Script Library: 1247 scripts

Documentation for: str-enc-utils.r

String Encoding Utilities

1. Introduction

This is a small set of utilities to help deal with different 8-bit string encoding schemes. It was initially developed to meet the requirements of the REBOL.org system so does not cover all possible character encodings.

2. The str-enc-utils Object

The script contains a single object, surprisingly named str-enc-utils. It provides a number of functions related to text encoding, including conversions to and from utf-8.

Converting utf-8 to another 8-bit encoding system is inevitably a "lossy" conversion as the other encoding systems cannot represent all possible utf-8 characters. If a utf-8 character does not have an equivalent in the target encoding scheme, it is substitued with a replacement character.

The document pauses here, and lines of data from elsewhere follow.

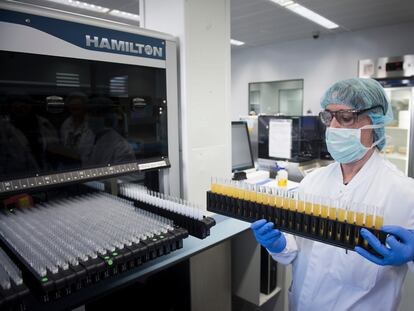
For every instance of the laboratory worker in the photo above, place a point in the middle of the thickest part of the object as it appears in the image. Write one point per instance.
(325, 277)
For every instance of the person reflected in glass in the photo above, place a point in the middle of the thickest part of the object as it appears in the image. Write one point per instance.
(109, 146)
(75, 133)
(36, 131)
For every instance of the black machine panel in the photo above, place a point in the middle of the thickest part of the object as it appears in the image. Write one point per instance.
(68, 115)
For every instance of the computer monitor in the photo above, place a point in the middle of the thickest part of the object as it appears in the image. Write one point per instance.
(295, 139)
(241, 151)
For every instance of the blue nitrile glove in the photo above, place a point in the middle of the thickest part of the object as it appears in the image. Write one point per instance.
(272, 239)
(398, 251)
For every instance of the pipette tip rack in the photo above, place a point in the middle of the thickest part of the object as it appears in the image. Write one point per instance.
(64, 246)
(13, 292)
(183, 213)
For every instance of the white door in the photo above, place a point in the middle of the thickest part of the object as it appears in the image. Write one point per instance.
(398, 132)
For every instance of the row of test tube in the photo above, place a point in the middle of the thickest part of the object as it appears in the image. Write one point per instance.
(8, 272)
(54, 235)
(369, 216)
(160, 200)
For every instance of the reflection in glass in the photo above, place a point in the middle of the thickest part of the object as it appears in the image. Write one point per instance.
(59, 114)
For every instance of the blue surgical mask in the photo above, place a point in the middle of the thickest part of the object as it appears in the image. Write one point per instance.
(345, 145)
(96, 124)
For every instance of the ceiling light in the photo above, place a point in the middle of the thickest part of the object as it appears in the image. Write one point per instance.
(236, 42)
(127, 15)
(306, 13)
(283, 2)
(82, 5)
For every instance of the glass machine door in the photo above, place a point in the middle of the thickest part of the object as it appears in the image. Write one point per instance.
(398, 132)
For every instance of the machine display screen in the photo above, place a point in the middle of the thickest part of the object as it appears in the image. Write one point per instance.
(306, 138)
(62, 114)
(395, 66)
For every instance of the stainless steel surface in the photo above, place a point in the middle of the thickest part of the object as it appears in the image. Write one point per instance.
(253, 128)
(377, 68)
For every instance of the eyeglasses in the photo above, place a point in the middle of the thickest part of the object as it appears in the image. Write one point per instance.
(344, 117)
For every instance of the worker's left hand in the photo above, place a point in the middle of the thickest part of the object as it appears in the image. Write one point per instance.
(398, 251)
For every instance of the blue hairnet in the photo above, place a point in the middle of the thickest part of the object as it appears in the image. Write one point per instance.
(361, 93)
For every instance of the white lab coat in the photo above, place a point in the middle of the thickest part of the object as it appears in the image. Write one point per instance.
(329, 278)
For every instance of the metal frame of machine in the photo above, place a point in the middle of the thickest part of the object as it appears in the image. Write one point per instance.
(135, 54)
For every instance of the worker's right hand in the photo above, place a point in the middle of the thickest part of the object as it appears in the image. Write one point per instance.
(272, 239)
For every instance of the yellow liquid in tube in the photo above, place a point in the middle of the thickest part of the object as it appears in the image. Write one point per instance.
(341, 214)
(332, 213)
(292, 204)
(308, 208)
(266, 199)
(272, 200)
(246, 195)
(241, 194)
(360, 218)
(301, 207)
(282, 183)
(324, 212)
(350, 216)
(285, 203)
(252, 196)
(279, 201)
(369, 221)
(259, 198)
(316, 209)
(379, 221)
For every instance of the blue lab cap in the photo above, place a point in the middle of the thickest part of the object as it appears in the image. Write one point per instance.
(362, 93)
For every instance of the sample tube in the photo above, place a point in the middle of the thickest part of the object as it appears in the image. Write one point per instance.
(379, 217)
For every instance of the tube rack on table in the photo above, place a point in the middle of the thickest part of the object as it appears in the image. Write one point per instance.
(66, 245)
(183, 213)
(291, 215)
(13, 292)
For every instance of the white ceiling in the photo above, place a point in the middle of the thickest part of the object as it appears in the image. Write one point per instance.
(131, 6)
(261, 22)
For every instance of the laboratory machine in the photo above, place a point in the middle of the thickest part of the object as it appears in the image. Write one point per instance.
(89, 155)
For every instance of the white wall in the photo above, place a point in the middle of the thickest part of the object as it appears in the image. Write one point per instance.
(202, 29)
(319, 62)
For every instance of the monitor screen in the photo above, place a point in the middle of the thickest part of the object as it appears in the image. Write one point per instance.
(62, 114)
(241, 152)
(296, 139)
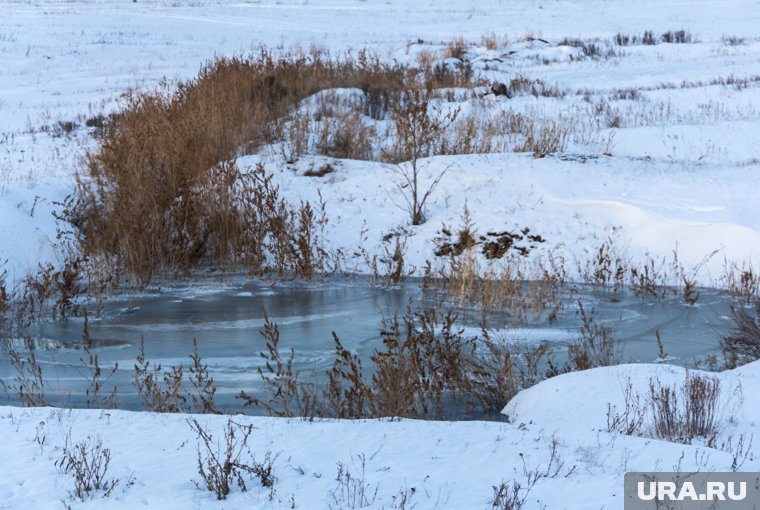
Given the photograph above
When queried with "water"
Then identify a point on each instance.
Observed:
(226, 320)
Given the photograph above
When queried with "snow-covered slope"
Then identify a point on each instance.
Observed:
(448, 464)
(682, 165)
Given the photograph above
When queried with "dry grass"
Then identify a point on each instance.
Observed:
(681, 415)
(742, 345)
(425, 368)
(545, 138)
(455, 48)
(595, 346)
(160, 193)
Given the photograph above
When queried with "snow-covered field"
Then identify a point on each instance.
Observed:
(438, 464)
(679, 170)
(679, 173)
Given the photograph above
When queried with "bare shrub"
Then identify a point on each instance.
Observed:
(491, 41)
(87, 462)
(28, 386)
(288, 396)
(426, 364)
(742, 345)
(649, 39)
(5, 307)
(347, 395)
(680, 415)
(403, 500)
(547, 137)
(648, 279)
(630, 419)
(733, 40)
(203, 387)
(456, 48)
(508, 496)
(221, 465)
(159, 391)
(346, 136)
(390, 269)
(160, 194)
(606, 268)
(677, 37)
(419, 126)
(353, 490)
(595, 347)
(742, 281)
(94, 374)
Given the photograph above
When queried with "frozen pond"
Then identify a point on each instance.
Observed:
(226, 318)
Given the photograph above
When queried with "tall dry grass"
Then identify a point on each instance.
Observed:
(160, 192)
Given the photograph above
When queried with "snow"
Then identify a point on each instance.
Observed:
(682, 162)
(450, 464)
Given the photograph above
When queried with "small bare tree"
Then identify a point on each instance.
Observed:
(419, 129)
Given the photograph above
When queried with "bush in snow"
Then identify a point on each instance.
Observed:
(222, 465)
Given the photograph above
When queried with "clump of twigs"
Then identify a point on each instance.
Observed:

The default replacement character is the question mark. An alternative replacement character can easily be used:


   str-enc-utils/replacement-char: #"!"

3. The str-enc-utils Functions

3.1. bom?

This function checks to see if a string starts with a Unicode Byte Order Mark.

Input: any String

Output: One of "utf-32be", "utf-32le", "utf-16be", "utf-16le", "utf-8", or #[none].

3.2. encoding?

This function guesses the encoding of a string. IF the string starts with a Unicode BOM, it will return the encoding method infered by the BOM. After that it is very limited as it only considers the main Western encoding systems. Its method is explained in the appendix - Some Thoughts About Guessing How A String Is Encoded.

Input: any string

Output: One of "us-ascii", "utf-8", "iso-8859-1", "macintosh", "windows-1252", "utf-32be", "utf-32le", "utf-16be" or"utf-16le".

3.3. iso-8859-1-to-html

This function converts an ISO-8859-1 encoded string to pure ASCII with characters 128 and above converted to html escape sequences. It has one refinement to also escape <, > and &. A second refinement that leaves HTML tags untouched.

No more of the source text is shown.